Magic item levels and requirements got me thinking about monster levels.

Like a zillion years ago I worked on a scale/scope system for helping to codify the threat level of individual monsters — which was also intended to help determine thresholds for player access to powerful magic like invisibility, teleportation, and so forth. It’s a pretty daunting task, all things considered.

When I created the “five pages, thirty stat blocks” document, I started to wonder about what the real point of giving monsters different levels was — the final nail in the coffin was really when I determined that awarding XP for combat was pretty much the worst thing ever. What makes monster levels matter?

And that’s the point where magic item levels/requirements comes in.

Let’s say for example, that we have a vanilla 1st-level monster — what could in many situations is effectively a minion, right? Even 1st-level PCs don’t sweat 1st-level monsters very much — at worst they’re on even footing with the other.

So I’m wondering if perhaps the answer ought to be along the lines of why we change the level requirements of magic items — adding traits and properties to “basic” monsters increases their level. This could save GMs a LOT of work.

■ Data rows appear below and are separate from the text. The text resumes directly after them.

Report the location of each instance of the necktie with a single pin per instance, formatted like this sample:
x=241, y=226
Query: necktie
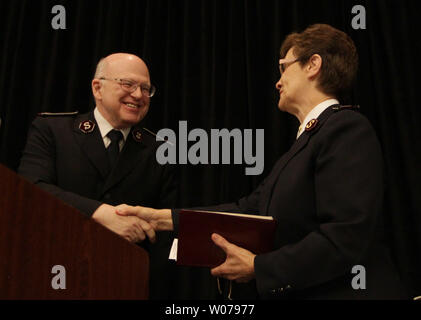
x=114, y=148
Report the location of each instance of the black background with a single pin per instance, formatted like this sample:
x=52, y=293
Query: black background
x=215, y=64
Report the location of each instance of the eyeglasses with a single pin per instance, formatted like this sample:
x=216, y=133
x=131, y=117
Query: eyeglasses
x=131, y=86
x=285, y=63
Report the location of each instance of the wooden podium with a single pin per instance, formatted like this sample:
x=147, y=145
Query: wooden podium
x=38, y=232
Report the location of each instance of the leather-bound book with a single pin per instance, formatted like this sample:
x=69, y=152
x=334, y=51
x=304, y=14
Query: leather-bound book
x=196, y=248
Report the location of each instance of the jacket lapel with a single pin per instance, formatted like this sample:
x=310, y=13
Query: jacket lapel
x=298, y=145
x=132, y=154
x=91, y=142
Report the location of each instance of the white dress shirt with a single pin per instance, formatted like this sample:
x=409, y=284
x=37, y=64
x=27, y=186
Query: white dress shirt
x=315, y=113
x=105, y=127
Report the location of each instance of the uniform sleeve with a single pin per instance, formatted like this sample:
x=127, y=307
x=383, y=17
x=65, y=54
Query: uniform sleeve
x=38, y=166
x=348, y=190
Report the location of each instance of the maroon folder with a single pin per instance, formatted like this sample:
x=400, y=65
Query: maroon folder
x=196, y=248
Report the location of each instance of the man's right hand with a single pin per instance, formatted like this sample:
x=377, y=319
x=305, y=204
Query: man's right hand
x=131, y=228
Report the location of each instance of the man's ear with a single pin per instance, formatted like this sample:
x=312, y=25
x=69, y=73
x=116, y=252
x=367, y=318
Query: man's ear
x=314, y=66
x=96, y=86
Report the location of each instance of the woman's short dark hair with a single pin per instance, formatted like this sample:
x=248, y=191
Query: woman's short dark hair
x=338, y=52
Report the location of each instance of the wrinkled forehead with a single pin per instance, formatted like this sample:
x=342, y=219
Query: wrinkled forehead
x=128, y=68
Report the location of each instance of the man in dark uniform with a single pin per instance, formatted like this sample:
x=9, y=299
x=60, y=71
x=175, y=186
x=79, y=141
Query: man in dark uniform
x=325, y=192
x=101, y=159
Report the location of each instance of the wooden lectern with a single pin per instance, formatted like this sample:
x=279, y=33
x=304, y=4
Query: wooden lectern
x=38, y=232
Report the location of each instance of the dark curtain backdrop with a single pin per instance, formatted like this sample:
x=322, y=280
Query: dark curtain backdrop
x=215, y=64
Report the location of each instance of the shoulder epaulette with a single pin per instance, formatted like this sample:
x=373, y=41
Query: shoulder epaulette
x=345, y=107
x=58, y=114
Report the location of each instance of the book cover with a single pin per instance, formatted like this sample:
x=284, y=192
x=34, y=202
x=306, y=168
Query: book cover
x=196, y=248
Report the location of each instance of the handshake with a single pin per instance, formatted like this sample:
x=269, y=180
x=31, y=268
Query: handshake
x=137, y=223
x=134, y=223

If you want to run a very, very simple game — you need only ever use say, 6 stat blocks. One each for 1st, 6th, 11th, 16th, 21st, and 26th levels. The quantities of monsters may vary, as well as individual defense scores — but damage and hit points will remain largely consistent at each level.

Once you eliminate 4e scaling attack/defense bonuses to keep the Random Number God in check, there isn’t a whole lot of reason to use monsters of the in-between levels because monsters simply accumulate numbers over time.

All you really need are a few milestones.

Now, what might increase the level of a monster and give us that variance? That’s a good question — I don’t know yet. Aside from setting monsters apart in terms of scope, I don’t know what serves as appropriate criteria for level variance for those in-between levels 2-5, 7-10, 12-15, and so on.

I’m going to have to think about it now. For a while.

I’ll just keep it there, in the back of my mind.